Smith and his wife of 72 years, Jean, are among COM’s most loyal financial supporters. They say they’ve lost count of the exact number of years, but it all began sometime in the 1950s. And they don’t think they’ve missed a year of giving since.
The nickname “Snuffy” dates back to Mr. Smith’s Boy Scout days. One of his fellow troop members pinned the label when the rambunctious cartoon character “Snuffy Smith” debuted in the comic strips. And it stuck. Years later when the governor of Pennsylvania greeted him as “Snuffy,” he decided it was “still alright,” and he never gave it up.
The 1940s were formative years for Smith’s sense of duty and calling. Serving as an Army Air Forces B-17 pilot, he flew military operations into Germany 28 times. He doesn’t view himself as a hero, though. “I just did my job,” he insists.
Settling back in Pennsylvania after the War, the Smiths first discovered COM (then COCM) through the zeal of their young pastor. Enthusiastic about world missions, the pastor organized a missionary conference at the church and brought in COCM. At the time, the ministry operated from England, sending missionaries and supporting radio broadcasts in China.
Upon learning about the mission of COCM, Mr. Smith says he “saw it was a great place to get involved with the Lord.” The Smiths made their first contribution at that time. Mr. Smith’s vocational interests were also expanding along the way. Operating a family tire business, he developed a concern for economic development in his community and state. First elected mayor of the town of Punxsutawney, he later went on to become a Pennsylvania state representative. In this role, he worked vigorously for strengthening the banking system and for expanding low-to-moderate income housing.

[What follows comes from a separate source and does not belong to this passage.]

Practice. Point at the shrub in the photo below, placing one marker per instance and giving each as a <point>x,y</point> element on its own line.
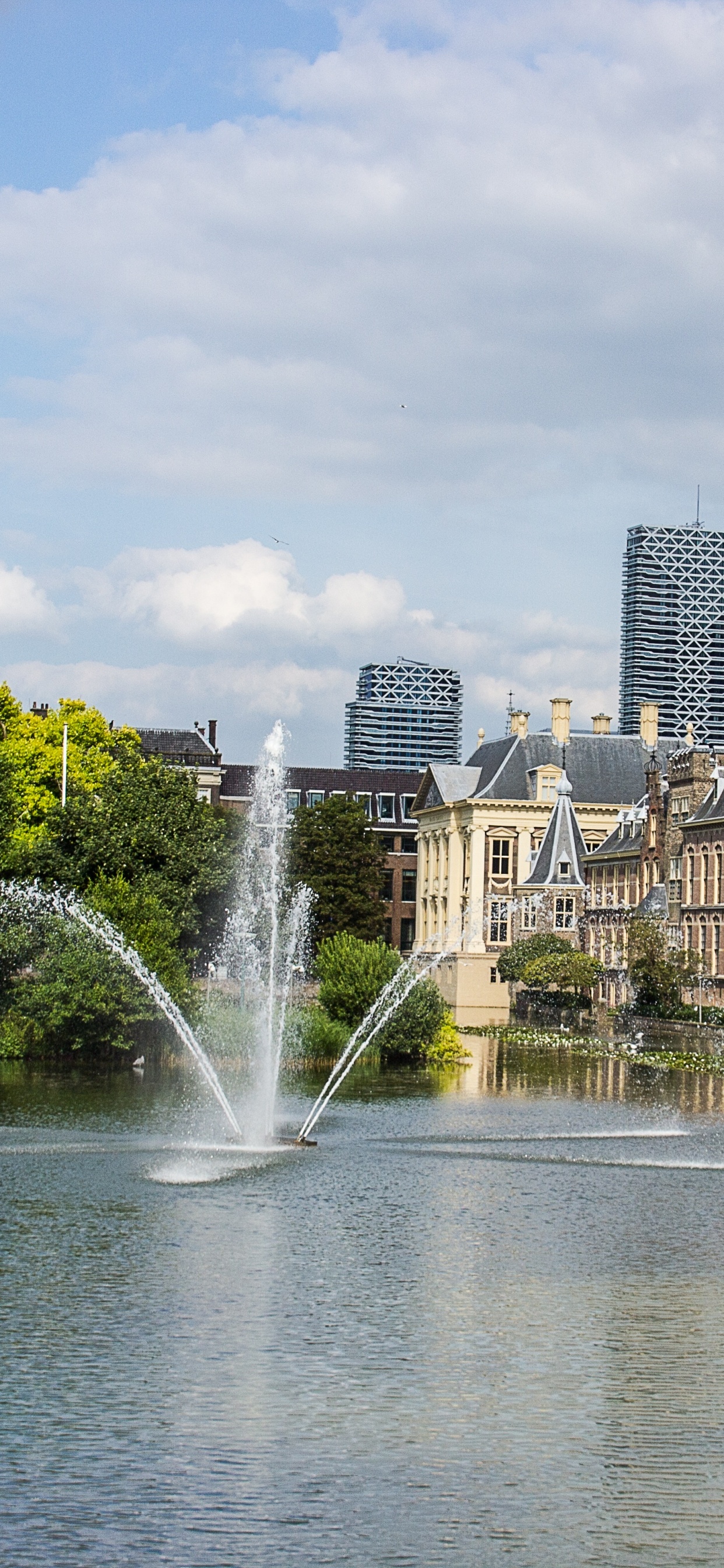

The Smiths’ family has grown over time, too, as they have been blessed with three children, five grandchildren, and two great-grandchildren. The Smiths have also known the grief of loss as their oldest daughter died six years ago of cancer. Their family legacy now extends from Pennsylvania to Oregon to California. Their 12-year-old blond granddaughter once accompanied them on a COM trip to China with then-COM President Earnest Hummer. She particularly “made a big hit” with the Chinese locals, Mr. Smith recalls.
Mr. and Mrs. Smith have pressed on with their COM support throughout all the changes in their lives as well as through the changing dynamics in Chinese culture and ministry. The vision of reaching Chinese students and scholars on US campuses is something they have embraced with great enthusiasm. “I see these young people from China coming here and taken care of the way COM takes care of them,” he explains, “and many of them give their lives to the Lord.” This is an encouragement, he says, because many of these students and scholars will go back to China as leaders.
Many of the Smiths’ friends who have been active in COM support have now passed on, Mr. Smith says. Their work carries onward though, as their gifts continue to reach generations of today and those to come.